Réforme de la formation : 5.000 euros pour chaque salarié, super cagnotte ou fausse bonne idée ?
Le 08 mai 2018
Avec la Loi Avenir Professionnel, le Compte Personnel de Formation (CPF) sera alimenté en argent et non plus en crédit temps pour permettre à chaque actif d'être acteur de son parcours. Super cagnotte ou désillusion ?
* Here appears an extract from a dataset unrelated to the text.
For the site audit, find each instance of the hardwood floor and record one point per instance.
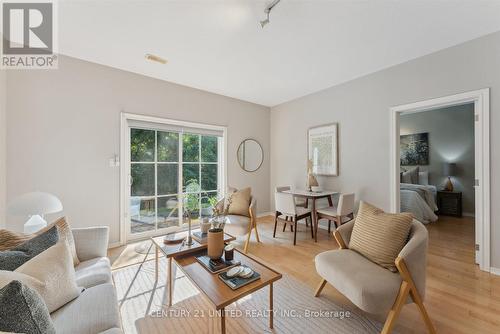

Au terme de la Loi "Avenir Professionnel" et à partir de 2020, chaque Compte Personnel de Formation (ou CPF), sera crédité de 500 € par an jusqu'à un plafond de 5.000 € (cette somme montant à 800€ jusqu'à un plafond de 8000 € pour les salariés les moins qualifiés). Jusqu'à présent, les 5,7 millions de CPF recensés au printemps 2018 étaient crédités en heures. Mais est-ce vraiment une bonne idée ? 

Un crédit en numéraire certes, mais mobilisable uniquement pour une formation à but professionnel.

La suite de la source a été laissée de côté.